# End Cap For Robou Workbench



## Mosterofnone (Feb 6, 2013)

I am trying to join an end cap to a 4inch thick robou workbench. I need to add this for my wagon vise. I have ran the end cap on a joiner, but am having problems getting the end of the bench flat since it is so thick. I have tried cutting half way though the end of the bench with my skill saw and fence jig, and then using a pattern router bit to match the other side, but the two pieces still have gaps when I lag bolt them together. Any suggestions would be great!


----------



## pjones46 (Mar 1, 2011)

How about using an electric hand plane?


----------



## rwe2156 (May 7, 2014)

I had the same problem on mine. I ended up by scribing a line across the top, cutting just shy with my circ saw, finishing with hand saw, then planing the end grain to the scribe line, checking for square the whole time.

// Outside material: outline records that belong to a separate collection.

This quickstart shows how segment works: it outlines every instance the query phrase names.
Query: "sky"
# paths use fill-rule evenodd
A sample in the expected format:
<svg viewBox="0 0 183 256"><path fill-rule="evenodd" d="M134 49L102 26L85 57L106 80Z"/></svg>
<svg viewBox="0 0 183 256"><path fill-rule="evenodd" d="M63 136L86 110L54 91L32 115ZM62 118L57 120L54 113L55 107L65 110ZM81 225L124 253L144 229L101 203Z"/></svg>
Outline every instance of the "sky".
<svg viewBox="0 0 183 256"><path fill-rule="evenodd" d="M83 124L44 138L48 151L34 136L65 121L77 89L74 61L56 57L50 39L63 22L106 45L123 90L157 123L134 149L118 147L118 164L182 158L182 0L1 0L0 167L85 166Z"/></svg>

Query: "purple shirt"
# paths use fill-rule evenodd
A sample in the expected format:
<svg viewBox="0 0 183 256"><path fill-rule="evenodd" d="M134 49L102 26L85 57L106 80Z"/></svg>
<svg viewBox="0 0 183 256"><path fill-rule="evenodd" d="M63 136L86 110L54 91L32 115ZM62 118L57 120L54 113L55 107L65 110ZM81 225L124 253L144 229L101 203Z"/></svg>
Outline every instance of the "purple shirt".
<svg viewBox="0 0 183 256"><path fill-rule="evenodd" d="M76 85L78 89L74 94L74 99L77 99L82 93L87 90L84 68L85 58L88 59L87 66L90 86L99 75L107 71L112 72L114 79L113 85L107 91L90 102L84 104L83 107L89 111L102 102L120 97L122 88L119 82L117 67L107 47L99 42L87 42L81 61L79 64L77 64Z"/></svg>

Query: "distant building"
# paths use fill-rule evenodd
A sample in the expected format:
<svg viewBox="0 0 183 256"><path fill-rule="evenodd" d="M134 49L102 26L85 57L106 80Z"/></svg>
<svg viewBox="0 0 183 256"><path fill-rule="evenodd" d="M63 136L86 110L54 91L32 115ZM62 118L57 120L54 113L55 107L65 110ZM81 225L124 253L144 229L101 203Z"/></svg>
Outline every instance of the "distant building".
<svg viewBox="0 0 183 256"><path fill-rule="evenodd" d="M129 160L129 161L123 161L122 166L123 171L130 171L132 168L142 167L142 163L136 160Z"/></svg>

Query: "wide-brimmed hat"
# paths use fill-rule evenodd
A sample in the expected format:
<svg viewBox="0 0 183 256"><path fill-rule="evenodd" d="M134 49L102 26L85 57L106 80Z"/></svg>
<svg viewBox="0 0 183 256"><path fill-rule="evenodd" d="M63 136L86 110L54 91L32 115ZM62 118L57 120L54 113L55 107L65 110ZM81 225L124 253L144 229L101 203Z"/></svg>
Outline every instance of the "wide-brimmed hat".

I used a low angle jack plane. It was a lot of work, but came out nice. Also, when I lag bolted the encaps I found any slight imperfections were eliminated, but it still needs to be real close. Main thing I found was make sure the depth is square to top.

I suppose you could handplane an inch or so deep to the scribe line, check with a straight edge and then follow with a pattern bit. The other alternative is use it as an excuse to buy a really nice track saw ;-)

You can also hand plane the end cap to match any imperfections to the top, but I would think this would be extremely frustrating on a timber of this thickness.

I can't imaging using an electric hand plane I put those in the same category as a belt sander - project destroyers.


----------